Rafi Zabor's spiritual kaleidoscope of a novel is given its first public reading. This Sufi jazz jam will combine sung settings of Ibn 'Arabi and Jelaluddin Rumi, and short compositions based on characters in the book.
Co-presented by Farrar, Straus, Giroux.

$15 (includes admission to the Museum's exhibition "Female Buddhas: Women of Enlightenment in Himalayan Art".


RUBIN MUSEUM OF ART
150 West 17th Street
New York NY 10011

212.620.5000 ext. 344

Musicians: Glenn Patscha, pedal organ; Doug Weiselman, bass clarinet; Byron Isaacs, bass; Maura Ellyn, vocal;
Aaron Cass and Rafi Zabor, percussion.

Booklist Review:

"In Africa, people who drive Mercedes are called the Wabenzi, a tribe Brooklynite Zabor hopes to join at the outset of this polyrhythmic remembrance as he plans to revisit Turkey in style.

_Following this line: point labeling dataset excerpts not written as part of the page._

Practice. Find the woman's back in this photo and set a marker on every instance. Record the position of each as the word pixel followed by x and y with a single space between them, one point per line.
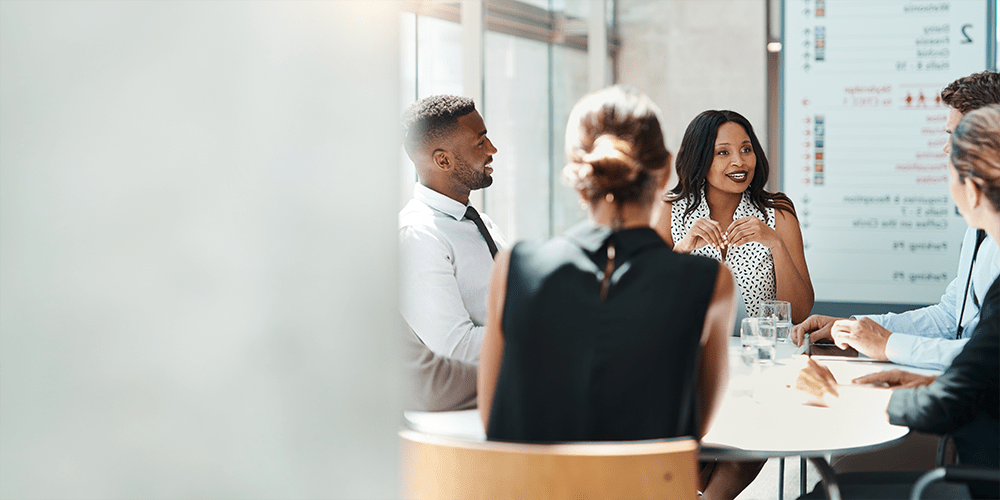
pixel 576 367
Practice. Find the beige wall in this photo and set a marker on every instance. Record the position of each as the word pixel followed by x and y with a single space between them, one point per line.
pixel 693 55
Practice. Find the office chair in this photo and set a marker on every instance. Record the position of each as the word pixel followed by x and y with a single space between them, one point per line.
pixel 440 467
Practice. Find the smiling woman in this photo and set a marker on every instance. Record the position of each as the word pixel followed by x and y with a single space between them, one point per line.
pixel 720 209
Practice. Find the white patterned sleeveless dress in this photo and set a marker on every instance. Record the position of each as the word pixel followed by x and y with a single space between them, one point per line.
pixel 752 263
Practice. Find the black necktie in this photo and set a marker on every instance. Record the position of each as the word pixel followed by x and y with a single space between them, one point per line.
pixel 980 236
pixel 473 215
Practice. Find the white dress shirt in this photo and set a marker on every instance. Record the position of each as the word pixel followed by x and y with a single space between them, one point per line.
pixel 925 337
pixel 445 268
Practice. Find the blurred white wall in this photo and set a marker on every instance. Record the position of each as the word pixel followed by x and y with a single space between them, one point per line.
pixel 197 249
pixel 693 55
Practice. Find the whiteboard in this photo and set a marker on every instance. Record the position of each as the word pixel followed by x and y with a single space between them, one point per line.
pixel 861 136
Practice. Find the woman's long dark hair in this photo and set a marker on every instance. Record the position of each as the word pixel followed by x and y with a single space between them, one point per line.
pixel 694 160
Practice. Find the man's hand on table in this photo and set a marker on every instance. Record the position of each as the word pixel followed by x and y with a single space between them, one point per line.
pixel 864 335
pixel 896 379
pixel 817 326
pixel 816 380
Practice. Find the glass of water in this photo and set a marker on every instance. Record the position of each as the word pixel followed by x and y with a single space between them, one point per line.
pixel 781 312
pixel 758 334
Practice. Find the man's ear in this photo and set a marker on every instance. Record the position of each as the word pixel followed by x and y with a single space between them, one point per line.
pixel 442 159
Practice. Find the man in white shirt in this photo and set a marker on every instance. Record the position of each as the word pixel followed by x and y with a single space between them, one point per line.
pixel 929 337
pixel 446 256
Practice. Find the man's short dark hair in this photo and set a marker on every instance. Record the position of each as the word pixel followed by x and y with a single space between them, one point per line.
pixel 972 92
pixel 433 117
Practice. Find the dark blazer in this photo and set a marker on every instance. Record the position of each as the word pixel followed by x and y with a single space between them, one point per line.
pixel 965 400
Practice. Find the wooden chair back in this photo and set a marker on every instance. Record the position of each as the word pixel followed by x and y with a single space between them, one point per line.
pixel 440 467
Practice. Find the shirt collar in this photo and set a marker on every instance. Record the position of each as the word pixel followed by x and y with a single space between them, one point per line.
pixel 438 201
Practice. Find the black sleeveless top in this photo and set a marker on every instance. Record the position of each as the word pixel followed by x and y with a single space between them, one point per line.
pixel 576 368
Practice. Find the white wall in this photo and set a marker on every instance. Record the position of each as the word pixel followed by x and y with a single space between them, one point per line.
pixel 197 249
pixel 693 55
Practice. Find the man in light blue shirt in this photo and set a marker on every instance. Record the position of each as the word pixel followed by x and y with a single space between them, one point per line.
pixel 932 336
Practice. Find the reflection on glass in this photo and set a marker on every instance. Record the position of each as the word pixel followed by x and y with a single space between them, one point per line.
pixel 517 116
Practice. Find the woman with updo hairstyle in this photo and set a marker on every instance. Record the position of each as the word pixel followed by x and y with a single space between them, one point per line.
pixel 604 333
pixel 975 164
pixel 720 209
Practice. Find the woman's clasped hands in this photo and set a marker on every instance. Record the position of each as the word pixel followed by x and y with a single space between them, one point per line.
pixel 706 231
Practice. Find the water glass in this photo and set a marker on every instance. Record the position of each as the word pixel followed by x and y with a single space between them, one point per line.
pixel 758 334
pixel 781 312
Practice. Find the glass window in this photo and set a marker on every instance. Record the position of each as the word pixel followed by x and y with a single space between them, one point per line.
pixel 516 111
pixel 569 84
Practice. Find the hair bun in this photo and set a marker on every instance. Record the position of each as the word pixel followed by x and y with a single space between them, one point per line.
pixel 611 163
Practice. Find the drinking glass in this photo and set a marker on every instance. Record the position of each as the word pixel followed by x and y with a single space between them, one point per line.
pixel 758 334
pixel 781 312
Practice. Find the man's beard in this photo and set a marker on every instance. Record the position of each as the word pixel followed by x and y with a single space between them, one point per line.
pixel 470 177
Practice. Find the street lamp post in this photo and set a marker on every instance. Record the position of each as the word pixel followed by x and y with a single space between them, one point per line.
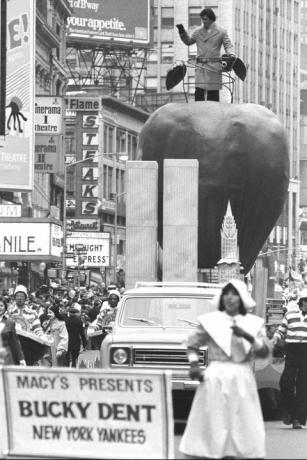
pixel 115 196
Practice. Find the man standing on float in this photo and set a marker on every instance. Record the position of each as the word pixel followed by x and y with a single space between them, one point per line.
pixel 209 39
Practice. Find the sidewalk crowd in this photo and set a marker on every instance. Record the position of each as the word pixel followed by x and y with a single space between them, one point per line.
pixel 61 323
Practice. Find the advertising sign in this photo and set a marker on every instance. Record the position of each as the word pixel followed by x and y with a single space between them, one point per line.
pixel 47 152
pixel 120 20
pixel 48 114
pixel 16 153
pixel 10 210
pixel 30 239
pixel 96 248
pixel 86 414
pixel 74 104
pixel 83 225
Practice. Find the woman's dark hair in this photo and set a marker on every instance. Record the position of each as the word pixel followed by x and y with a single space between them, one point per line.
pixel 209 13
pixel 4 301
pixel 300 302
pixel 225 290
pixel 57 314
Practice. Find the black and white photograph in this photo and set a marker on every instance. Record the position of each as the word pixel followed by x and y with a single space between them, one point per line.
pixel 153 229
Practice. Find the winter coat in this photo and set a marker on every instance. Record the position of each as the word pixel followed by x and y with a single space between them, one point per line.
pixel 57 330
pixel 209 43
pixel 76 333
pixel 11 342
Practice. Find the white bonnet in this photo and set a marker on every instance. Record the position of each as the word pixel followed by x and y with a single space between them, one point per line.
pixel 240 286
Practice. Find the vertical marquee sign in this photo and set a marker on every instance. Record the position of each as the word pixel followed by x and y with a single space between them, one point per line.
pixel 89 175
pixel 16 153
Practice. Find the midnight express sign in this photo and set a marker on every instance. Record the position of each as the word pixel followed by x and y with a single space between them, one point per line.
pixel 74 414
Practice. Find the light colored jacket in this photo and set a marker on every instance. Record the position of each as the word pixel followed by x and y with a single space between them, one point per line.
pixel 57 330
pixel 209 43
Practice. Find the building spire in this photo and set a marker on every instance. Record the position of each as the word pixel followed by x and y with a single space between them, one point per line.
pixel 229 264
pixel 229 237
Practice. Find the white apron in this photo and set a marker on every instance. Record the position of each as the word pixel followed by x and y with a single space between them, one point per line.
pixel 226 417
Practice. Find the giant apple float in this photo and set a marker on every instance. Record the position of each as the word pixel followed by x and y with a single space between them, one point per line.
pixel 243 157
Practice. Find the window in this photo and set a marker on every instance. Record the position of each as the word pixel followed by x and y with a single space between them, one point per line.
pixel 191 84
pixel 194 18
pixel 152 56
pixel 151 83
pixel 167 18
pixel 120 141
pixel 167 53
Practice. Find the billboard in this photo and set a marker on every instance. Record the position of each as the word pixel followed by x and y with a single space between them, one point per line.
pixel 47 153
pixel 96 249
pixel 85 414
pixel 48 115
pixel 30 240
pixel 122 21
pixel 16 153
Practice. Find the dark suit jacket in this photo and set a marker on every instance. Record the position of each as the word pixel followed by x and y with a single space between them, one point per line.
pixel 11 342
pixel 76 332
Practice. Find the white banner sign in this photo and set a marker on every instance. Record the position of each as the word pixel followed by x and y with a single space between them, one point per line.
pixel 95 246
pixel 30 239
pixel 73 414
pixel 10 210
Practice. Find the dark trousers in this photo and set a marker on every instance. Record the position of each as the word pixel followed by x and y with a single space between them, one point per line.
pixel 72 356
pixel 212 95
pixel 293 382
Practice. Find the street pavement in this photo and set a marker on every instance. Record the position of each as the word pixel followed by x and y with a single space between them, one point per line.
pixel 282 442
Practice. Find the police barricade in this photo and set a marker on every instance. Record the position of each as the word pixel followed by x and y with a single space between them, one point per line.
pixel 92 414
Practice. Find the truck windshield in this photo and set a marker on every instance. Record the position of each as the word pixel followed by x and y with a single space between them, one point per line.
pixel 179 312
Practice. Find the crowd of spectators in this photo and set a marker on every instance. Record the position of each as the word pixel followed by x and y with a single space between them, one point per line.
pixel 60 323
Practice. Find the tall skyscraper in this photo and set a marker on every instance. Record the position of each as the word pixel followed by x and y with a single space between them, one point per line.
pixel 266 36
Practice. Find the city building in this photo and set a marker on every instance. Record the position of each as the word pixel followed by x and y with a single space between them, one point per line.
pixel 303 139
pixel 100 138
pixel 266 36
pixel 26 215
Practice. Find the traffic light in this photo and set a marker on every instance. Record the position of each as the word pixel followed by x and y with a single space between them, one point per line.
pixel 81 260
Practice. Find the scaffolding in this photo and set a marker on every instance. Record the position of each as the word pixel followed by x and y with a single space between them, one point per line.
pixel 114 70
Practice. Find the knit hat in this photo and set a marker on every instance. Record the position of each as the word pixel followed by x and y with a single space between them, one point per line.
pixel 302 296
pixel 114 292
pixel 75 306
pixel 21 288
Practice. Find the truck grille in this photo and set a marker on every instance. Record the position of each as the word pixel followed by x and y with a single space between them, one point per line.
pixel 166 357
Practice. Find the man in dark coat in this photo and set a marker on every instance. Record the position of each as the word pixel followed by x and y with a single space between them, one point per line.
pixel 10 339
pixel 76 335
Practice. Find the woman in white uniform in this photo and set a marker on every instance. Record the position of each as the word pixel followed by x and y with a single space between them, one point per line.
pixel 226 418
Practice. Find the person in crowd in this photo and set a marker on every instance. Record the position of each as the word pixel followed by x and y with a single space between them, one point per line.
pixel 94 310
pixel 23 315
pixel 293 381
pixel 10 340
pixel 58 332
pixel 209 39
pixel 107 313
pixel 76 335
pixel 226 418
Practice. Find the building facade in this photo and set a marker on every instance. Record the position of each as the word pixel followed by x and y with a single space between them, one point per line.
pixel 100 138
pixel 40 208
pixel 303 139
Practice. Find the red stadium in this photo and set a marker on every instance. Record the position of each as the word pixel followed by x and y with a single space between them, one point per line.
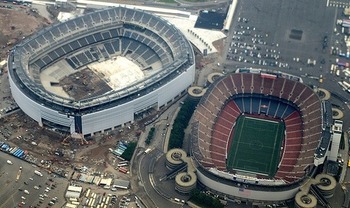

But his entrancing, tragicomic story covers so much rugged and mysterious terrain, from his father's exodus from Nazi-occupied Poland to Zabor's fraught childhood (when he was still called Joel) to Sufi teachings, he hasn't yet left on his journey at the conclusion of this gorgeously jazzy autobiography, the first of four planned volumes. Swinging deliriously from the elegiac to the ecstatic as he riffs on traumatic family history and three years of hell in the early 1980s when he cared for his catastrophically ill parents, Zabor's hard-driving composition is so charged with fantastic characters, improbable events, and resplendent metaphors, it possesses the same rambunctious and uncommon power as his PEN/Faulkner Award-winning novel The Bear Comes Home (1997). Zabor's ravishing style derives from his experiences as a jazz drummer and his immersion in the practices of the whirling dervishes of Turkey, and for sheer soaring beauty of imaginative language and illumination of the plexus between the mundane and the spiritual, Zabor's pyrotechnic recollection is glorious."